Cost Optimization for Streaming Workloads: S3, Compute, and Right-Sizing
Monitoring stream processing systems requires tracking throughput (events/sec), latency (processing delay), state size (memory/disk usage), checkpoint duration, and consumer lag (how far behind the source). These metrics determine whether your streaming pipeline is healthy.
Key Metrics
| Metric | What to Monitor | Alert When |
| Throughput | Events processed per second | Drops >50% below baseline |
| Latency | End-to-end processing time | Exceeds SLA (e.g., >1 second) |
| State size | Total state across operators | Growing unbounded |
| Checkpoint duration | Time to complete checkpoint | Exceeds checkpoint interval |
| Consumer lag | Events behind source | Growing continuously |
| Backpressure | Operators slowing upstream | Any sustained backpressure |
Grafana Dashboard for RisingWave
Connect Grafana to RisingWave via PostgreSQL:
-- Pipeline health dashboard query
SELECT source_name, COUNT(*) as events_5min,
MAX(ts) as last_event, NOW()-MAX(ts) as staleness
FROM pipeline_events WHERE ts > NOW()-INTERVAL '5 minutes'
GROUP BY source_name;
Frequently Asked Questions
What is backpressure in stream processing?

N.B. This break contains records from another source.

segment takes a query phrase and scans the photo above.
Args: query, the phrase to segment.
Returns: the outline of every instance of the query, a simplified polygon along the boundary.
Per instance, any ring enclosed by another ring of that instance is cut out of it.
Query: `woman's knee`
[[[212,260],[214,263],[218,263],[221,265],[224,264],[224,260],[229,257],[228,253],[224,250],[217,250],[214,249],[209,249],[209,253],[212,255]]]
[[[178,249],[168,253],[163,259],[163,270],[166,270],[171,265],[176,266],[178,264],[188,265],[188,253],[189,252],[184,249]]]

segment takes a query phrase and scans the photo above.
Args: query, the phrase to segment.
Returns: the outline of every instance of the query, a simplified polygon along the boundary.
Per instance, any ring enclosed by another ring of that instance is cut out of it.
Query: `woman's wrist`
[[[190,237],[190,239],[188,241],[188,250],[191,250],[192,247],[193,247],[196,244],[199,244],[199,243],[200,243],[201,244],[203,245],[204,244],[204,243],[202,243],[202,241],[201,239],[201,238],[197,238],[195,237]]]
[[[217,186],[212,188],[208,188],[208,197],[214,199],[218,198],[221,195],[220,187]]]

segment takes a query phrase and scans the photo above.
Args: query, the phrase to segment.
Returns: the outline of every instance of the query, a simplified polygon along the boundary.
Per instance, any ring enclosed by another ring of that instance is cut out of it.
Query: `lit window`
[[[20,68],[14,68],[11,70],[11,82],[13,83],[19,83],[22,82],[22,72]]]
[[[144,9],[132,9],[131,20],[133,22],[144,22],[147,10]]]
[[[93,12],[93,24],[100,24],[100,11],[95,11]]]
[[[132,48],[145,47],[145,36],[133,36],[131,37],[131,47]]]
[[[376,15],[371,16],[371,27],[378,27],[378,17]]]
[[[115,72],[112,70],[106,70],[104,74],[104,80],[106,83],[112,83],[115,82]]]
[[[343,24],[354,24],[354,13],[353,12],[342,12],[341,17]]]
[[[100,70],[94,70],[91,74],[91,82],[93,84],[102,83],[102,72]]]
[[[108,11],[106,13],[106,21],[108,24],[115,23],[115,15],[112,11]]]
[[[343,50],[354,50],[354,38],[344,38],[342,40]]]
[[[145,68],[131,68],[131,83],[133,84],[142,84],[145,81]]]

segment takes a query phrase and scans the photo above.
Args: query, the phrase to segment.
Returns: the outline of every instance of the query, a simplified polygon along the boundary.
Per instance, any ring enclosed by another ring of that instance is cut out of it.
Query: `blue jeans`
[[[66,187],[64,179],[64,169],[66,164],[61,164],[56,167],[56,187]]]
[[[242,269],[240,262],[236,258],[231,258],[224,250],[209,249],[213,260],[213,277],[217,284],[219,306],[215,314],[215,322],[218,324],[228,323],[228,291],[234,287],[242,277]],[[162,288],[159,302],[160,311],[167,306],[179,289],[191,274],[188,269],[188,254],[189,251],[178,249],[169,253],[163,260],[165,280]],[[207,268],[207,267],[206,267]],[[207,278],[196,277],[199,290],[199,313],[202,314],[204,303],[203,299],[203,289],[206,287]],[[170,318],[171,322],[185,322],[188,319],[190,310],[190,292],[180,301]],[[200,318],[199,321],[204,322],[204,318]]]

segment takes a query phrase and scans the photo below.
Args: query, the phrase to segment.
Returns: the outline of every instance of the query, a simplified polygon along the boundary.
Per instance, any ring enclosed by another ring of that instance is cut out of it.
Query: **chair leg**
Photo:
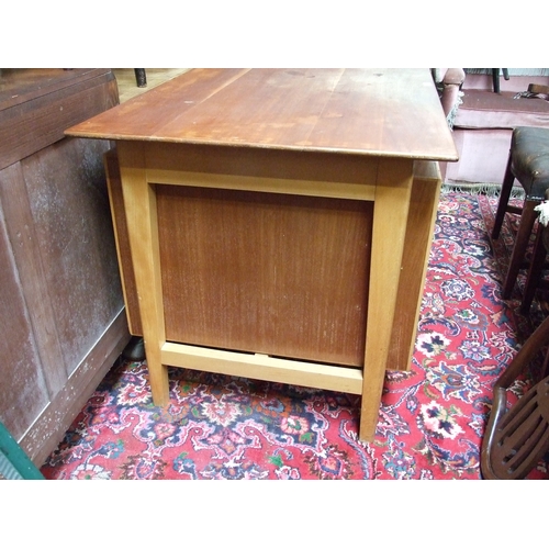
[[[495,213],[494,227],[492,229],[492,238],[494,240],[500,236],[500,231],[502,229],[503,219],[505,217],[505,212],[507,211],[507,204],[509,202],[511,190],[513,189],[513,183],[515,182],[515,176],[511,170],[511,153],[507,160],[507,168],[505,169],[505,177],[503,178],[502,190],[500,193],[500,202],[497,204],[497,212]]]
[[[513,408],[515,407],[524,407],[524,404],[527,401],[527,396],[530,392],[535,392],[537,385],[535,385],[528,393],[522,396],[518,402],[512,406],[509,410],[511,414],[507,412],[507,397],[506,390],[512,385],[512,383],[520,376],[523,372],[529,368],[530,362],[537,357],[537,355],[547,346],[547,341],[549,340],[549,317],[546,317],[544,322],[538,326],[538,328],[534,332],[534,334],[528,337],[526,343],[523,345],[520,350],[517,352],[515,358],[512,360],[509,366],[505,368],[503,373],[497,378],[494,384],[494,396],[492,401],[492,410],[490,412],[490,418],[486,425],[486,429],[482,439],[482,448],[481,448],[481,472],[484,479],[512,479],[512,478],[524,478],[527,474],[526,467],[524,472],[526,474],[515,474],[513,472],[508,472],[505,470],[505,467],[502,467],[502,462],[497,459],[498,453],[498,444],[502,440],[501,432],[502,426],[504,425],[507,417],[514,418],[515,423],[517,415],[513,413]],[[546,351],[546,362],[548,360],[549,352]],[[542,383],[540,381],[539,383]],[[545,399],[542,396],[542,399]],[[523,402],[522,402],[523,401]],[[533,416],[539,414],[531,414]],[[507,417],[506,417],[507,416]],[[536,417],[534,417],[536,419]],[[525,423],[525,422],[524,422]],[[547,445],[547,441],[546,441]],[[517,451],[520,451],[518,449]],[[529,460],[530,466],[535,466],[537,456],[531,457]],[[503,474],[502,474],[503,471]]]
[[[534,243],[534,254],[531,257],[530,267],[526,278],[526,288],[524,290],[523,303],[520,304],[520,313],[528,314],[536,289],[539,285],[541,273],[544,271],[544,264],[547,257],[547,250],[544,246],[544,225],[538,223],[538,231],[536,233],[536,242]]]
[[[534,228],[534,222],[538,215],[537,212],[534,211],[534,208],[536,208],[539,202],[539,200],[524,201],[523,215],[520,215],[520,223],[511,255],[509,268],[507,269],[507,276],[503,284],[502,296],[504,300],[509,299],[513,288],[515,287],[516,278],[520,270],[520,264],[523,262],[530,239],[531,229]]]
[[[147,87],[147,72],[145,69],[134,69],[137,88]]]

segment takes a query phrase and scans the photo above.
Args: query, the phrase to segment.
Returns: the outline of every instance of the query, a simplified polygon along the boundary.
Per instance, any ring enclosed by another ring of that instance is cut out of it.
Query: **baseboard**
[[[57,448],[70,424],[127,345],[130,337],[125,309],[122,309],[65,386],[19,441],[36,467],[41,467]]]

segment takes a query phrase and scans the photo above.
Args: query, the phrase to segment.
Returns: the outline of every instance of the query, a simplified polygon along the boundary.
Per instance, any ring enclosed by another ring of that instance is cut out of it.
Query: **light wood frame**
[[[183,154],[188,148],[184,147],[188,145],[117,143],[132,265],[155,404],[164,406],[169,402],[168,366],[349,392],[362,396],[359,438],[373,440],[385,370],[406,370],[414,349],[440,190],[438,164],[313,153],[311,159],[316,164],[339,164],[341,176],[332,180],[318,176],[317,169],[311,177],[302,177],[307,173],[300,165],[303,156],[294,152],[278,152],[287,155],[284,163],[277,163],[283,166],[280,176],[276,175],[276,168],[250,175],[233,166],[216,168],[212,172],[208,171],[205,160],[201,169],[197,169],[194,160],[189,164]],[[334,173],[333,169],[328,171]],[[372,201],[363,369],[167,341],[156,184]]]

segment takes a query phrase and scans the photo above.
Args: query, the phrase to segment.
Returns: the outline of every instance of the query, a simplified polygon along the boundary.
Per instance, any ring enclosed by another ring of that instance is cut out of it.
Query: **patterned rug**
[[[388,372],[373,442],[360,397],[170,369],[155,407],[145,362],[109,372],[42,468],[47,479],[480,479],[492,388],[547,314],[501,282],[516,220],[490,239],[497,199],[441,195],[413,363]],[[530,384],[524,379],[509,402]],[[549,456],[548,456],[549,458]],[[548,461],[530,475],[547,478]]]

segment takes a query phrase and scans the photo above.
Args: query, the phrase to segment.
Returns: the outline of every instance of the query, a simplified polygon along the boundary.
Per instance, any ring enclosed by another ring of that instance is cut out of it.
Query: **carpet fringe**
[[[498,197],[502,187],[497,183],[470,183],[466,181],[448,181],[442,183],[442,193],[463,192],[466,194],[484,194],[486,197]],[[513,187],[511,198],[524,199],[524,189],[522,187]]]

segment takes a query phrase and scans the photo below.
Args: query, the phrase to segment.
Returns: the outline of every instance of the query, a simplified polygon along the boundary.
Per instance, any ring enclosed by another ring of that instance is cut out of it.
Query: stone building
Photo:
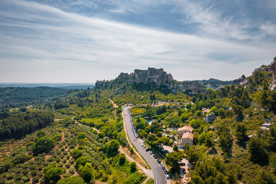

Backpressure occurs when a downstream operator can't keep up with the rate of incoming events. It propagates upstream, slowing the entire pipeline. Causes: insufficient compute, expensive operations, or sudden traffic spikes.
How do I monitor RisingWave?
RisingWave exposes Prometheus metrics and supports Grafana dashboards. Additionally, create monitoring materialized views that track your own pipeline health metrics.